Все чаще удивляет неуважительность к тому, что было построено раньше. В каждом городе есть свои достопримечательности. Мы жили рядом с одной из них — армянской церковью. Понадобилось время (это я говорю о себе), чтобы понять все изящество этой постройки. Недаром ее снимали в стольких кинофильмах, изображали на таком количестве картин. В ней все соразмерно и прекрасно.

В детстве мы просто носились, играя в прятки, вокруг этого здания с множеством потаенных уголков, а став старше, я вдруг увидел, открыл для себя его секрет. Оно монументально, а если смотреть снизу, от начала обсаженной кипарисами каменной лестницы, то просто величественно. Но в то же время оно скромно и в общем-то невелико. Величие, монументальность достигались парадной лестницей, тем, что снизу, с улицы, храм виделся возвышающимся над деревьями на фоне неба. А ведь был не так уж и высок.

И я подумал: какой же умница был архитектор (Тер-Микелов — я потом узнал его имя)! Он не выставил церковь напоказ, не стал гнать ее в высоту (это было бы смешно на фоне гор — их-то ведь не переплюнешь), он даже как бы спрятал ее в неровностях местности, зная, что истинно прекрасное все равно будет замечено. Он был несуетен и рассчитал все верно.

Но что сказать о людях, которые уже в наше время рядом с этой прекрасной церковью, но чуть выше, воздвигли безобразный шестнадцатиэтажный дом из монолитного железобетона и «убили» шедевр своего предшественника?

И ведь говорили им: не надо. И некрасиво это, и для людей плохо. Место-то на семи ветрах, а ветры у нас случаются жестокие. Неуютно будет людям жить в этом доме. Поставили бы лучше где-нибудь в стороне и ниже — хвастать-то нечем. Нет, высунулись…

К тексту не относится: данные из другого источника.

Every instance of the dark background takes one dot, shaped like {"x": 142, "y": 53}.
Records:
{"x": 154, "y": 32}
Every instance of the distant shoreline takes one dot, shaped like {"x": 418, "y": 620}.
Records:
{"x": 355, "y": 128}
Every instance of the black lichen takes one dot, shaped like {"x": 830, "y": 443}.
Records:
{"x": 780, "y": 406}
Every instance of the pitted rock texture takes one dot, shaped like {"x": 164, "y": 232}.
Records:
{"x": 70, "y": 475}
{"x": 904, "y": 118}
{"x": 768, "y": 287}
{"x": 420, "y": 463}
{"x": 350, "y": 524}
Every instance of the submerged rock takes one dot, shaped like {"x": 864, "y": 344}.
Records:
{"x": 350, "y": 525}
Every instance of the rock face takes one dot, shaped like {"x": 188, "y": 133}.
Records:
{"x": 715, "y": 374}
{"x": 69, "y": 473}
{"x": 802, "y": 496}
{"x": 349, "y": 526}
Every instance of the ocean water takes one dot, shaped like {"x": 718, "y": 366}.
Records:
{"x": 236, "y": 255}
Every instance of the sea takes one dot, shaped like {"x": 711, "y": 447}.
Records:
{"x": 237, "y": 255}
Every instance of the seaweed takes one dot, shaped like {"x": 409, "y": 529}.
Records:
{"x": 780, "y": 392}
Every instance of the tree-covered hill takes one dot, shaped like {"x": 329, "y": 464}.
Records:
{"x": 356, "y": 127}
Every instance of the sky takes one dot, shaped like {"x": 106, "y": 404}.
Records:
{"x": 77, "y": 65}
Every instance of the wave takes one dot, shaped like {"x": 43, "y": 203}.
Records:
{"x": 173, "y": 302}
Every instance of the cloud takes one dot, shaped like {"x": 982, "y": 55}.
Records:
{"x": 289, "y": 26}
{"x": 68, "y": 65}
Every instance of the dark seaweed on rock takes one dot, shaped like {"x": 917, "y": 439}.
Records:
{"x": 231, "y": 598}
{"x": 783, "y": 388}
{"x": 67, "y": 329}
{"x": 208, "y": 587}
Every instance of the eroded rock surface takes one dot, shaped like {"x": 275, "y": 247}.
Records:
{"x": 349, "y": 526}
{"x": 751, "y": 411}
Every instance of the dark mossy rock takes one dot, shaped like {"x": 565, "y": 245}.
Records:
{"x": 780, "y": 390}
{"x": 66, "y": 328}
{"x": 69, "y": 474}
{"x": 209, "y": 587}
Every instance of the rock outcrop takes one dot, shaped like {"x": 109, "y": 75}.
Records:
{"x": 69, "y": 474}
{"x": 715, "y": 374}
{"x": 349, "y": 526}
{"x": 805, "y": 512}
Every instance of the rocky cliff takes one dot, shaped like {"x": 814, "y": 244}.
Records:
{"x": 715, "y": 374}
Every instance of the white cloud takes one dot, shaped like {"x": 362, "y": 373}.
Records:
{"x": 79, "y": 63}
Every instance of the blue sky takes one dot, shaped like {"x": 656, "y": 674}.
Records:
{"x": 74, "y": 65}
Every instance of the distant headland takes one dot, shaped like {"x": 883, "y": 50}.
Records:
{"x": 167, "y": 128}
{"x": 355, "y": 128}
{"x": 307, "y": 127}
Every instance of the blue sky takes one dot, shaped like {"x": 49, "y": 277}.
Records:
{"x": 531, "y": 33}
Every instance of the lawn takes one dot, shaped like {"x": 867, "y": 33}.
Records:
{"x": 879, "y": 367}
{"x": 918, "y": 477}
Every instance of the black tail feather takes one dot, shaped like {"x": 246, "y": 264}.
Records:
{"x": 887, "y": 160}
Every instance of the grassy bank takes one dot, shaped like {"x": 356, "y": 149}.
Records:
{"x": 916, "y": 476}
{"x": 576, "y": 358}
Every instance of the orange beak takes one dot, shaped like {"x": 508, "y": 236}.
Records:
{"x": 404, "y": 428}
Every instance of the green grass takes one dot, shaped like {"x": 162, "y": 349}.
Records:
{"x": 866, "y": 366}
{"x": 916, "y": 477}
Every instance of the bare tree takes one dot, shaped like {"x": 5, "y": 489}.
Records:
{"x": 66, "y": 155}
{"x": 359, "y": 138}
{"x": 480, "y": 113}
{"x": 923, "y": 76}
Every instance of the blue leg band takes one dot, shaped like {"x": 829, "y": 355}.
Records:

Нечто похожее случилось и с Ласточкиным гнездом. Я, честно говоря, к этому творению вполне равнодушен, однако же визитная карточка Крыма — на всех обложках, открытках и фотографиях. К тому же будем справедливы: оригинальная, смелая постройка. И вот на одном мысу уже несколько десятилетий красуется Ласточкино гнездо, а на другом, рядом, будто в пику ему, недавно вымахали заурядный, но зато десятиэтажный санаторный корпус: чихать мы-де на все эти красоты хотели. Теперь Ласточкино гнездо не сразу и заметишь.

Не знаю, что дернуло меня заговорить обо всем этом во время нашей поездки с Ванечкой. С горечью, но вполне мирно: он-то ни при чем. Я рассчитывал на понимание. А он вдруг вздыбился. Заелись, мол, вы здесь своими крымскими красотами. Да что она — икона, эта ваша красота, чтоб на нее молиться? Здесь не сядь, там не стань. Радоваться тому, что много строят, надо, а они носом крутят. Тут-де не до жиру — людям жить негде, а они: красота, ах, красота!..

И все это с раздражением, в котором мне почудилось даже что-то личное. С передразниванием. Чего это он? Я опешил, попытался его переубедить. Ведь неправ же, неправ. Я был уверен, что смогу его убедить, но куда там!..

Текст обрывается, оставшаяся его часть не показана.